Bart a suivi une maîtrise à Vught aux Pays-Bas. Yuri regrette que la profession de fleuriste ne soit pas protégée. « En réalité, il y a beaucoup de vendeurs de fleurs, mais très peu de fleuristes. De nombreux magasins ne font qu’acheter et vendre. Ils achètent des plateaux de plantes et les vendent sans changement dans leur magasin. J’achète le verre, la mousse et les tubercules séparément. Ici, nous ne vendons aucune coupe toute prête. Je ne peux pas le concevoir. Je ne supporterais pas que vous puissiez acheter ici la même chose que chez le commerçant d’en face. Il y a trop peu de fleuristes. Il faut oser inclure un salaire horaire dans le prix. J’adore faire ce métier, mais je veux aussi pouvoir en vivre. Nous ne sommes pas les moins chers, mais ce n’est pas du tout notre intention ».


Yin et yang

Yuri est très doué pour la vente. Bart est fleuriste. C’est lui qui réalise les compositions florales. Il est particulièrement doué pour acheter et combiner les couleurs.
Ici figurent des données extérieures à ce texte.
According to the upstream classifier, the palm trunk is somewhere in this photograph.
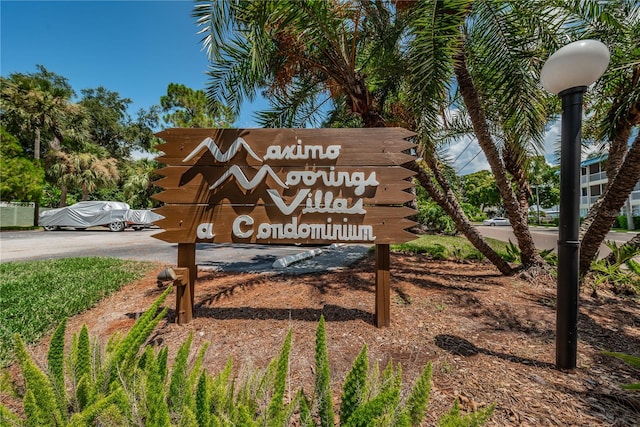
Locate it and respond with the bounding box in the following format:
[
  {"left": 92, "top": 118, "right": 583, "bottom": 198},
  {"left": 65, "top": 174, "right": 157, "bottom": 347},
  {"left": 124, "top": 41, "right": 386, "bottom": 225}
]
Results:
[
  {"left": 407, "top": 162, "right": 514, "bottom": 276},
  {"left": 58, "top": 184, "right": 68, "bottom": 208},
  {"left": 580, "top": 135, "right": 640, "bottom": 275},
  {"left": 33, "top": 127, "right": 40, "bottom": 227},
  {"left": 580, "top": 117, "right": 632, "bottom": 239},
  {"left": 454, "top": 49, "right": 546, "bottom": 268}
]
Yuri travaille dans la boutique et Bart réalise les compositions florales à l’arrière, dans l’atelier. Ils se partagent la tâche des achats. Chacun a sa propre marque. Par exemple, Yuri assure le suivi des marques Baobab et Berger. Les tâches sont bien alignées. Ensemble, ils sont le Yin et le Yang, complémentaires et inséparables. Il y a huit ans, Yuri a rejoint l’entreprise, une décision qu’ils n’ont encore jamais regrettée.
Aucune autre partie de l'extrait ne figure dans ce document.